The real challenge in marketing is that you just can’t outguess the market. And the rule we all need to remember is that the market is always right. We may not think so, and we feel that it’s not right, but it is. Now that I have some of you confused on technical studies, let’s switch gears and talk about your local supply/demand. This, at times, is very complicated, and just like futures, there will be times when it doesn’t make much sense.

However, once we understand just what your local basis is, your eyes will be opened and your local market will begin to make perfect sense to you. When the local market needs grain, the basis will strengthen, then once the market has bought in the nearby needs, the basis will once again weaken.

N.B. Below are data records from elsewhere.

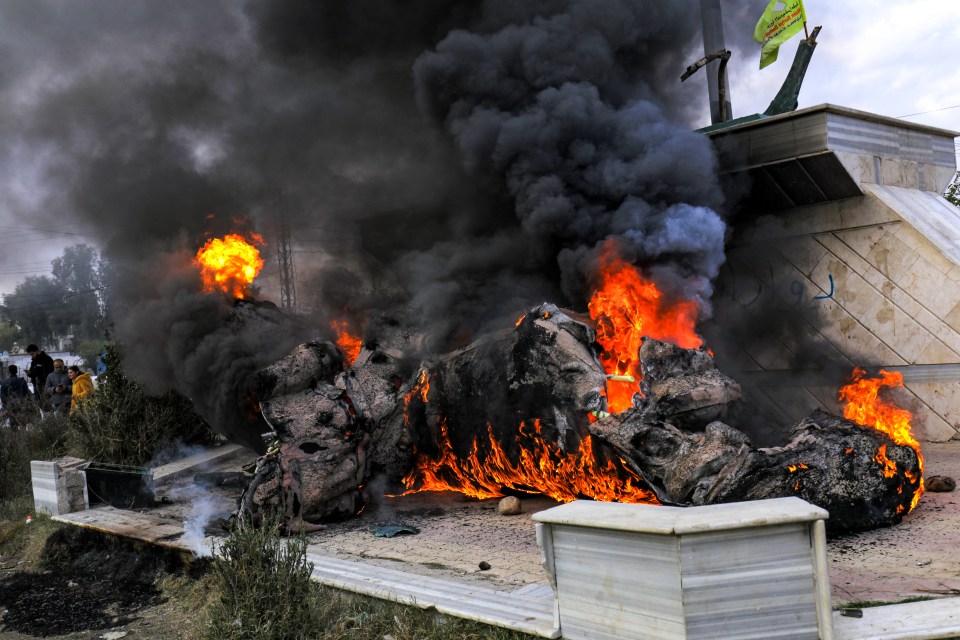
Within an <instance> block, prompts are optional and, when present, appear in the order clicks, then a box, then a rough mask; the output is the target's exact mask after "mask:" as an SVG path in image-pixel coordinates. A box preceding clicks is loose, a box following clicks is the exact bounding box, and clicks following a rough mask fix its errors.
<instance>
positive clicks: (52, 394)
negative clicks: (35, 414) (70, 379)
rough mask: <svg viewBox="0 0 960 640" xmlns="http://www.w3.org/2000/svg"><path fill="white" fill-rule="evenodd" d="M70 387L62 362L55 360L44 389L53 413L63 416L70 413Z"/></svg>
mask: <svg viewBox="0 0 960 640" xmlns="http://www.w3.org/2000/svg"><path fill="white" fill-rule="evenodd" d="M72 386H73V383H72V382H71V380H70V376H69V375H67V369H66V367H64V366H63V360H61V359H60V358H57V359H56V360H54V361H53V373H51V374H50V375H48V376H47V384H46V385H45V387H44V388H45V389H46V392H47V397H48V398H49V399H50V407H51V408H52V409H53V411H54V412H55V413H59V414H61V415H63V414H67V413H69V412H70V401H71V400H72V399H73V398H72V395H71V391H72V390H71V387H72Z"/></svg>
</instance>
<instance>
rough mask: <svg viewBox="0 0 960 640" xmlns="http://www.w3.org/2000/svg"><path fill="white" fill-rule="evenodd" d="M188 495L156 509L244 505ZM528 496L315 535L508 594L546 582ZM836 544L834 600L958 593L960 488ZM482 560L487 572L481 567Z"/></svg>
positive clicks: (386, 504)
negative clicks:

So, when we see cash bids in your area begin to move higher, there will be some questions you should ask yourself. Is the strength in the market coming from the futures market? If so, is it a technical move, historical trend or a knee-jerk reaction to some news in the world? Then the next question should be: Is it from a higher move in the basis? The odds are that it won’t be just one answer but a combination of many, but if the strength is from a move in the basis, you probably should get serious about contracting at least some of your commodity. If you don’t, I can promise you that someone will, and once the market has bought what they need near term, the basis will weaken and the opportunity will be gone.

Every commodity you grow should be a cash crop from which you are trying to be profitable. Take a little time and study the market in a way that maybe you haven’t done in the past. It will pay dividends to your operation in years to come.